Add Great West under their Empower Retirement brand name as the latest bundled provider being sued. Great West is being sued for revenue sharing fees from mutual funds as part of their program.
Great West is being sued by a participant from the TPS Parking Management LLC 401(k) plan and the suit seeks class action status. Why class action? Well it seems TPS Marketing has $7 million in assets and Empower covers 32,000 plans, 7 million participants, and administers more than $416 billion in assets. Even if you learned common core math, you can figure it out.
I love the term “kickback” being thrown around in the complaint to describe revenue sharing because I often labeled revenue sharing payment as a “kickback”, “pay to play”, or “payola” years before it became popular.
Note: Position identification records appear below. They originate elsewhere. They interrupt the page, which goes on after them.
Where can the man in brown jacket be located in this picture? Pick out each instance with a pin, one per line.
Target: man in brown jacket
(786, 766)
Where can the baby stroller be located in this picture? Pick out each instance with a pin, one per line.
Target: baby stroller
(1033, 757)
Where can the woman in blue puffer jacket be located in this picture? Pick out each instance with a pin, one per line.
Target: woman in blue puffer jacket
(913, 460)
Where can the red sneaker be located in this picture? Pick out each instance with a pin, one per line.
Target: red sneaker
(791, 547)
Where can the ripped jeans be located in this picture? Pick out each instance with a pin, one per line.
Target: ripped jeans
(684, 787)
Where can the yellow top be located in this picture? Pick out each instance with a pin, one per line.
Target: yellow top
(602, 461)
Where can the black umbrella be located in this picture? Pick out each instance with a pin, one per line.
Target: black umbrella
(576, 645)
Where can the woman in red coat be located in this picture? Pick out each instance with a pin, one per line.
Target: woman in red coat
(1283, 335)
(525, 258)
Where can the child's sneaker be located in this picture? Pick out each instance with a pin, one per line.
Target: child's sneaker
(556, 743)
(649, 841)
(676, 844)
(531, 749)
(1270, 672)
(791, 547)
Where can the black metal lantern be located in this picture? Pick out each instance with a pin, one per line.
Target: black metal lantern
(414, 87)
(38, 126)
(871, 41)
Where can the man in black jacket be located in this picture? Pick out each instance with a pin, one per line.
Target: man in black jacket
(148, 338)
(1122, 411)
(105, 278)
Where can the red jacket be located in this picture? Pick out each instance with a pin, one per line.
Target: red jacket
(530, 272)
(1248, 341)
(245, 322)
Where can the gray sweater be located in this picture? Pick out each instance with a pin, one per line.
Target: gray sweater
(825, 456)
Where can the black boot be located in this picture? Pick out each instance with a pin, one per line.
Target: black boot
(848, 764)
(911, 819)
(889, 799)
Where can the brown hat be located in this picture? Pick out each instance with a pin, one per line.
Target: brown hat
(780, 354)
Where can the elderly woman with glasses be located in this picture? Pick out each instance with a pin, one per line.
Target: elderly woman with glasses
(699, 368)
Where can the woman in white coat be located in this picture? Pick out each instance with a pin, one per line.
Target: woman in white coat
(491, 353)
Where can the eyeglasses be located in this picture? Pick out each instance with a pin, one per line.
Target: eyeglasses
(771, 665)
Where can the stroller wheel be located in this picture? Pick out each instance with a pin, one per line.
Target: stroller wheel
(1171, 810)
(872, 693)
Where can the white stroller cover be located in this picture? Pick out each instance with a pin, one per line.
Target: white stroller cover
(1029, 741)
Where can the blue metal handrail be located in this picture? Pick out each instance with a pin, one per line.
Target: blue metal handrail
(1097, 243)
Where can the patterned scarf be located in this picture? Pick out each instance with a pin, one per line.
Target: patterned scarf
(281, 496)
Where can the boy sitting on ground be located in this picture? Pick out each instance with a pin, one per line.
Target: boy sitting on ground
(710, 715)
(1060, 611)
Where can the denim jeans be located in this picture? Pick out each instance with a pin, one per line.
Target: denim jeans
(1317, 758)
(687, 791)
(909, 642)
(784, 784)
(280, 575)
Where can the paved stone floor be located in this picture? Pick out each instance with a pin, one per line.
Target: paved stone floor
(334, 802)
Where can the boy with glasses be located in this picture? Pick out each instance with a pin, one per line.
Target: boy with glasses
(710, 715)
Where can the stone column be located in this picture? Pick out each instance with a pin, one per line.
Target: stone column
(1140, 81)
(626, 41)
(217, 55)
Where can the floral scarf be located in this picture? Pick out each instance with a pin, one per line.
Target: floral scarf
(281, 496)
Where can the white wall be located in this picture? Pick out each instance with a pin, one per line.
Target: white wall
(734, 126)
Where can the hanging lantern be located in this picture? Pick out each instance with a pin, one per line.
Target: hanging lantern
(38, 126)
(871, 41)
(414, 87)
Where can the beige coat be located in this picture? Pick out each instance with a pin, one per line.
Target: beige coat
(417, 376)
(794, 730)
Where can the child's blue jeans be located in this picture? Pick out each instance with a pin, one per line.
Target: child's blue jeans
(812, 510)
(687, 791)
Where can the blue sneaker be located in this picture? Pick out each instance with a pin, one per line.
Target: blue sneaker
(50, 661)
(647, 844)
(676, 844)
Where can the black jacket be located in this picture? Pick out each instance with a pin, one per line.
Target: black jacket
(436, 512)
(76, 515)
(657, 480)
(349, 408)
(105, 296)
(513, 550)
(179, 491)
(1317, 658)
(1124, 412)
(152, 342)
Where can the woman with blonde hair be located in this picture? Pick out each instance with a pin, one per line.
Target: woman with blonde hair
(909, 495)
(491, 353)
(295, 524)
While I don’t care for revenue sharing and it inadvertently exposes plan sponsors to liability, I think this lawsuit is going to get tossed because I think it’s going to be hard to treat Great West as a fiduciary unless they did something overt to make them a fiduciary. Great West is only going to be on the hook if they are treated as a fiduciary and Great West has a smart team of lawyers that try to make sure that Great West’s contracts and policies avoid them becoming fiduciaries.
While we often hear about the headlines of some of these big settlement ERISA cases, I’m sure many of you don’t realize that providers like Principal, American United Life, and John Hancock heave beaten back lawsuits that have tried to place them on the hook for investment selection because they were not considered fiduciaries.
The lesson here is that even if Great West wins their case like the others, litigation is costly and that’s the cost of using revenue sharing whether you win the case or lose. So is using revenue sharing funds worth the headache? I think revenue sharing is a dying practice and we’ll shake our heads within 10 years and remember that this silly practice once existed.